Семен посмотрел на него пораженный, а Петр снова ухмыльнулся.

На пути из Архангельска к Соловецким островам корабли попали в бурю. В это время Петр приглядывался, как ведет келейник архимандрита судно. А когда поплыли от Соловецких островов к Нюхотской Волостке, Петр взял Семена на «Транспорт-Ройаль»; он сам помог молодому помору разобраться в незнакомой оснастке «английской яхты».

В пути Петр устроил Семену экзамен и остался доволен: молодой помор знал не только грамоту, но и аддицию, субстракцию, мультипликацию и дивизию (так именовали тогда сложение, вычитание, умножение и деление); кроме того, Семен постиг на практике и навигацию.

Петр еще в монастыре сказал архимандриту, что такому дельному малому нечего здесь пропадать. Все же Фирс стал просить не увозить от него Семена. Петр язвительно осведомился, не является ли молодой помор сыном Фирса, чем архимандрит оказался вконец обескураженным. К тому же сам он подумал, что, будь у него такой сын, непременно отправил бы его с Петром.

Узнал архимандрит и то, что Семен предотвратил крушение царской яхты. Но не узнал, как бежал Василий Босый и кто ему устроил побег. Рассказать об этом сумел бы отец келарь. Только, не дожидаясь, пока настоятель станет его пытать, отец келарь повесился в каморе.

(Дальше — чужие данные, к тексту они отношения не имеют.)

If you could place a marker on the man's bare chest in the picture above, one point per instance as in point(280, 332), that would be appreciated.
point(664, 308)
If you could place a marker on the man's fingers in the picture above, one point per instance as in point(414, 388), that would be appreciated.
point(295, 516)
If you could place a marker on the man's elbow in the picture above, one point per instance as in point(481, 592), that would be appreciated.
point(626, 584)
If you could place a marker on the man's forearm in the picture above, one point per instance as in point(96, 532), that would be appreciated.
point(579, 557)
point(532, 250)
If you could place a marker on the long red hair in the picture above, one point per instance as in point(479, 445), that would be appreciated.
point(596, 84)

Когда начался прилив, архимандрит с соборными старцами в карбасе поплыл к Нюхотской Волостке.


3

Впереди вышагивал Петр; за ним, едва поспевая, — Семен, хотя и был он неплохим ходоком. Сзади, растянувшись вдоль берега, двигались те из придворных, которые отважились пойти с Петром. Среди них поручик бомбардирской роты — Меньшиков. Был при Петре и царевич Алексей.

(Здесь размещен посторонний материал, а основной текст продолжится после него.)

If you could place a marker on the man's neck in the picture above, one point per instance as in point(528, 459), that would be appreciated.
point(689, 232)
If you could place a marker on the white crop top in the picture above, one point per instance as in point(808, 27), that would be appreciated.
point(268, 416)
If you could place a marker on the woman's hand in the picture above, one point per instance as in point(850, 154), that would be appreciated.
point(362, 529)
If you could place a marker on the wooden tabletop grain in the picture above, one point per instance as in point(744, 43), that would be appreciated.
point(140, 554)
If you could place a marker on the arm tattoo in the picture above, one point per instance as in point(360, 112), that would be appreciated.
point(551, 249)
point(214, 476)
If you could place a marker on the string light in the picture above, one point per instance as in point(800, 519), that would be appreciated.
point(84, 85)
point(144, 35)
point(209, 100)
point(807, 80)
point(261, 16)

Но первым, обгоняя даже царя, несся вприпрыжку маленький человечек; звали его Ермолайкой. Карлик все время оглядывался; сморщенное лицо его то выражало блаженную радость, если дорога была без препятствий, то растерянность, когда казалось, что дальше пройти невозможно.

Прибрежная равнина переходила в моховое болото, поросшее низким лесом. Высокая трава скрывала озерки, откуда взлетали утки. На обнажившемся дне моря кормились громадные стаи гусей. Гуси вытягивали шеи, затем с разбегу поднимались в воздух, — гусиное гоготание сопровождало царя и его спутников всю дорогу.

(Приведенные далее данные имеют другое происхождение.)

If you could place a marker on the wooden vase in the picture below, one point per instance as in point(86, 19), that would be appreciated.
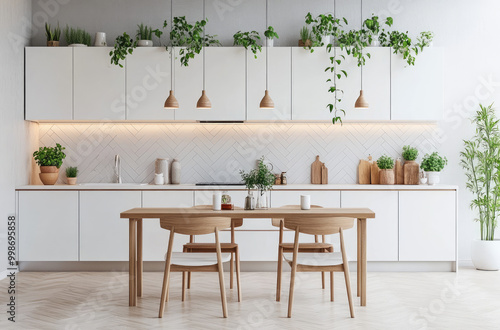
point(387, 176)
point(411, 171)
point(49, 174)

В море впадали ручьи; во время отлива вода в них стояла низко; между твердым берегом и краем воды простирался широкий слой няши — густой и липкой грязи. Ермолайка, желая показать, что ему все нипочем, прыгнул через первый ручей. Он угодил прямо в няшу, откуда его с трудом вытащили. Царю и его придворным приходилось таскать выкинутые морем бревна, чтобы перекидывать через ручьи мосточки. Петр поверх камзола надел колет[35] из лосиной кожи и перепачкаться не боялся. Меньшиков, как и остальные, отправился принарядившись и теперь злился, что пришлось измазаться.